Coimbra Dataset (CBCD)
The computed H and BC Gaussian distributions of CBCD features are shown in Fig. 4. The GD of insulin, HOMA, and glucose exhibit different distributions between H and BC samples. On the other hand, BMI, adiponectin, resistin, and MCP-1 have a semi-similar GDs among H and BC samples but are still able to increase the likelihood of discrimination between them using CNN. In contrast, leptin has no difference in GD between healthy and BC cases, which makes it non-useful concerning our approach.
The proposed method (Fig. 3) for classification was implemented, where the samples of CBCD were converted into images (see methods section). Different ratios of training and testing data were used to examine the efficiency of the proposed approach with a low number of data points for building a powerful biomarker-based detection system. The ratio of training to all data for CNN were 50%, 65%, 75%, and 80%.

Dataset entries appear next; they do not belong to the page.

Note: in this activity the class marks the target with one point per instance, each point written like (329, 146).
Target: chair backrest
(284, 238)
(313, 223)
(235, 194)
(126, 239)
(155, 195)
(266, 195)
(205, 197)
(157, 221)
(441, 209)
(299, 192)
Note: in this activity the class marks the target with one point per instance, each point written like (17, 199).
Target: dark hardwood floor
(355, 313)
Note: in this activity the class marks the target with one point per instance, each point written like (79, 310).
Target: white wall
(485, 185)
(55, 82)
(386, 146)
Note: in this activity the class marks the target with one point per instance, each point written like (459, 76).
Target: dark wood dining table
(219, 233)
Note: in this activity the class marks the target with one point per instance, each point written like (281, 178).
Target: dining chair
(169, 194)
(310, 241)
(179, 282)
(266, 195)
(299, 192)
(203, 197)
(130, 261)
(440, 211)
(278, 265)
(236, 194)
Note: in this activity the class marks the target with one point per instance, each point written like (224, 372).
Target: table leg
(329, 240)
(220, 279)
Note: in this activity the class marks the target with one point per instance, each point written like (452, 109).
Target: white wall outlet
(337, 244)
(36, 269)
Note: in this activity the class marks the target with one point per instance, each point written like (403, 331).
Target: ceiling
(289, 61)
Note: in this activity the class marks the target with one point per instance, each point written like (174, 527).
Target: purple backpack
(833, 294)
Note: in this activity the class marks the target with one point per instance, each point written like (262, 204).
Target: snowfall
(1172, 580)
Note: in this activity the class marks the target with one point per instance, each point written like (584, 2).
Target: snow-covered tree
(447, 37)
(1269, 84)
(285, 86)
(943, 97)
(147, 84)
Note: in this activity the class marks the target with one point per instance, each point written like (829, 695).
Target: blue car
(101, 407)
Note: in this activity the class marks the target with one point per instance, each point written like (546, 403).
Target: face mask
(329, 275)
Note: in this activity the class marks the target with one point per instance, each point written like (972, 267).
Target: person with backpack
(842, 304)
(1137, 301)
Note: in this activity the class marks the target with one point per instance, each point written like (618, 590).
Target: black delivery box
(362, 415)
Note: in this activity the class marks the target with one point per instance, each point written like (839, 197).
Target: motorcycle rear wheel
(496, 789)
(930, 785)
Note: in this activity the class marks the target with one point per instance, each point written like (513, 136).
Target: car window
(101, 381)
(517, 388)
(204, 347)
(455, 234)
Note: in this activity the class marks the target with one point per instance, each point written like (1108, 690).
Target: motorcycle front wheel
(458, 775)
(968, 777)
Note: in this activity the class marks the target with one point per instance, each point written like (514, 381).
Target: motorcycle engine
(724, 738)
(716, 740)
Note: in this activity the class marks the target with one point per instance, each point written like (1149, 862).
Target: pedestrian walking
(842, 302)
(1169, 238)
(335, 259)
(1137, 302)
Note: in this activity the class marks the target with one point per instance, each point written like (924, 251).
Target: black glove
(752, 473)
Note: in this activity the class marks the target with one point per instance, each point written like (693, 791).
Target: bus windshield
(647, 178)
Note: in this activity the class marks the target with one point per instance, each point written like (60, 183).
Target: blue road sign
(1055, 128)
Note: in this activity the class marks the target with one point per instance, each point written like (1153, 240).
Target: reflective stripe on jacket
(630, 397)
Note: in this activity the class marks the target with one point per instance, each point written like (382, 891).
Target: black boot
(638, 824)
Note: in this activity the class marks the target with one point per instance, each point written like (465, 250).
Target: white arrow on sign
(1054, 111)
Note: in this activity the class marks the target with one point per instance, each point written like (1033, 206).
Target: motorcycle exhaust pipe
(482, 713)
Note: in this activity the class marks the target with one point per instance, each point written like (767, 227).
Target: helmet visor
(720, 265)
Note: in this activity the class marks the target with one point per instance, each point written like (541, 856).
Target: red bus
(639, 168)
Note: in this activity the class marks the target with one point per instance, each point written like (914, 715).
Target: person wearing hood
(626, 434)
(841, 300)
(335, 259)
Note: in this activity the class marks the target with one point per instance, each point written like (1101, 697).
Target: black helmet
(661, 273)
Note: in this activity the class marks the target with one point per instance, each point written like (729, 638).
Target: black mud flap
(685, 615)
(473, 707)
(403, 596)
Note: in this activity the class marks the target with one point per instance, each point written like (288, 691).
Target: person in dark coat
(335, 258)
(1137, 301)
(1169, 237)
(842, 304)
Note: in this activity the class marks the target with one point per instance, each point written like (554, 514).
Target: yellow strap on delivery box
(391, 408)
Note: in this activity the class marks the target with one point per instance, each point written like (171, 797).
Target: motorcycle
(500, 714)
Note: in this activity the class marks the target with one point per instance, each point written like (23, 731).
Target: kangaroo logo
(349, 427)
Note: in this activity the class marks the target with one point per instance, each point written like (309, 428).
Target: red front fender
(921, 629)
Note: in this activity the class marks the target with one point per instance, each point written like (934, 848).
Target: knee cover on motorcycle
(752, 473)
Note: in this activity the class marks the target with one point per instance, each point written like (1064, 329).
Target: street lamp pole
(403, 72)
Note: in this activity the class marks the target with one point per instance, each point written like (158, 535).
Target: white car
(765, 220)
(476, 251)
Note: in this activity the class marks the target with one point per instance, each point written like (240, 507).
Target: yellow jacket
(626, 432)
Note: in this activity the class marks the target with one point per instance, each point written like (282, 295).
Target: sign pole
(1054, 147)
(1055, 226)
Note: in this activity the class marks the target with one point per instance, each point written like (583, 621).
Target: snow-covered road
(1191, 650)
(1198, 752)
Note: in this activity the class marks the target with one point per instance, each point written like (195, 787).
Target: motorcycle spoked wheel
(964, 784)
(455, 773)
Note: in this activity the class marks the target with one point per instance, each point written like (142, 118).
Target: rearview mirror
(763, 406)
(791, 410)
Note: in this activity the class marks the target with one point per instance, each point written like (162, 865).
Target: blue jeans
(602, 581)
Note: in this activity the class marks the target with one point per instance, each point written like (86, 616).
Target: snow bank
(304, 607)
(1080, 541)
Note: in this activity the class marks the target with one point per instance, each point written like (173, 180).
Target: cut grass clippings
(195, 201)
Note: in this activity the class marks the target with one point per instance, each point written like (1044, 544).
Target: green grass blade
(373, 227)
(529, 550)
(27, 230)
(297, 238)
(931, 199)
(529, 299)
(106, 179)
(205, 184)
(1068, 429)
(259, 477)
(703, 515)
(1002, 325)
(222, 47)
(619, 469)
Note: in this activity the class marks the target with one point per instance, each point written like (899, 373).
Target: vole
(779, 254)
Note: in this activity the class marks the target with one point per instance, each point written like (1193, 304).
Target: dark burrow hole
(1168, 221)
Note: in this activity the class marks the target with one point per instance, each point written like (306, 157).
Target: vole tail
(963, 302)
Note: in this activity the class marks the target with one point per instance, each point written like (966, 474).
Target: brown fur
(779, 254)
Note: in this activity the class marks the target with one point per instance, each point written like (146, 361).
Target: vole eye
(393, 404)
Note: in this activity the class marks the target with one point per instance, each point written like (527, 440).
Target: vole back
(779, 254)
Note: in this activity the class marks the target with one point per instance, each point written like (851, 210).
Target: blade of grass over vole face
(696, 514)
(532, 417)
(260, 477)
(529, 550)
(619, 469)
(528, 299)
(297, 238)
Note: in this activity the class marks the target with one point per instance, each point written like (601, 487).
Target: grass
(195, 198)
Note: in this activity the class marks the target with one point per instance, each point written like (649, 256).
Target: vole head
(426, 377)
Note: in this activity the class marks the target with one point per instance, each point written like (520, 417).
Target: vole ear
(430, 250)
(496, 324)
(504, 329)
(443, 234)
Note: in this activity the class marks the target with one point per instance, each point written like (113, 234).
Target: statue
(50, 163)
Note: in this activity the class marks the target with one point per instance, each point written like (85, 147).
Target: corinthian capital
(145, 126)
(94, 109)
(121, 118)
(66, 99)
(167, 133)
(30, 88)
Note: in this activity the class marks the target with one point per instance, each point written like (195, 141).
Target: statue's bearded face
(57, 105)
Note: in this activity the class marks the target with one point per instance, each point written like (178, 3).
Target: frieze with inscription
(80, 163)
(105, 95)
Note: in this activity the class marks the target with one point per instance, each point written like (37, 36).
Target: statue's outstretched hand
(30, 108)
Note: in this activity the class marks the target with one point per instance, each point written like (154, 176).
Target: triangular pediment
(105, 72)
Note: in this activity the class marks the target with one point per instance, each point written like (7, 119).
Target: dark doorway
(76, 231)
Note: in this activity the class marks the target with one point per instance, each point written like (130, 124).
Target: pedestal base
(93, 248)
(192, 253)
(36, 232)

In our work, it was important to address the performance with and without data augmentation techniques to increase the dataset11. The testing performance of ResNet50 with and without data augmentation is shown in Fig. 5. With data augmentation (Fig. 5A), the model exhibits a slightly enhanced accuracy, ranging from 96.12% to a perfect 100%, across different testing data ratios. Conversely, without data augmentation (Fig. 5B), the accuracy also reaches 100% using 20% and 25% of data for testing but starts from 95% at lower testing data ratios. Sensitivity, reflecting the model’s ability to correctly identify positive instances, demonstrates consistent performance with and without data augmentation, maintaining high scores ranging from 95.45% to 100% across all scenarios. Similarly, the F1-score which reflects the model’s balance between precision and recall, gave a narrow range from 97.02% to 100%, compared to scores ranging from 95.45% to 100% without augmentation.
A comparison of related work that used Coimbra data to develop diagnostic systems is outlined in Table 1. Among the methods examined, CNN gives the highest accuracy and sensitivity. The method in11 demonstrates the effectiveness of Resnet50 with an accuracy of 95.33% and sensitivity of 96% but with implementing data augmentation. Similarly, the proposed approach, employing CNN with feature-based image without data augmentation, achieved an accuracy of 96.55% and sensitivity of 96.88% at a 50%-50% training-testing split, and reached 100% accuracy and sensitivity at an 80%-20% split. On the other hand, methods such as fuzzy neural networks and fuzzy decision trees, as demonstrated by9 and10 respectively, exhibit comparatively lower accuracy and sensitivity scores, suggesting potential limitations in handling intricate classification tasks. Additionally, SVM with a sequential backward selection model12 achieved good performance with accuracy of 92%.
Wisconsin Dataset (WDBC)
The computed GDMFs from WDBC samples regarding benign and malignant cases are shown in Fig. 6. The most distinguishing GDMFs are “Raduis”, “Perimeter”, “Area”, “Compactness”, “Concavity”, and “Concave,” where samples among two cases are clearly different and have diverse ranges of membership. The GD of “Fractal” shows the lowest difference between “B” and “M” cases, and that results in a similar membership between samples for both cases. Those noticeable and different GDMFs of malignant and benign cases stand behind the high performance of classification in the literature18,19,20,21,22,23, but there is no direct use of those different functions as features with ML methods except for reducing the features with low-distinguished GD graphs16,17,18.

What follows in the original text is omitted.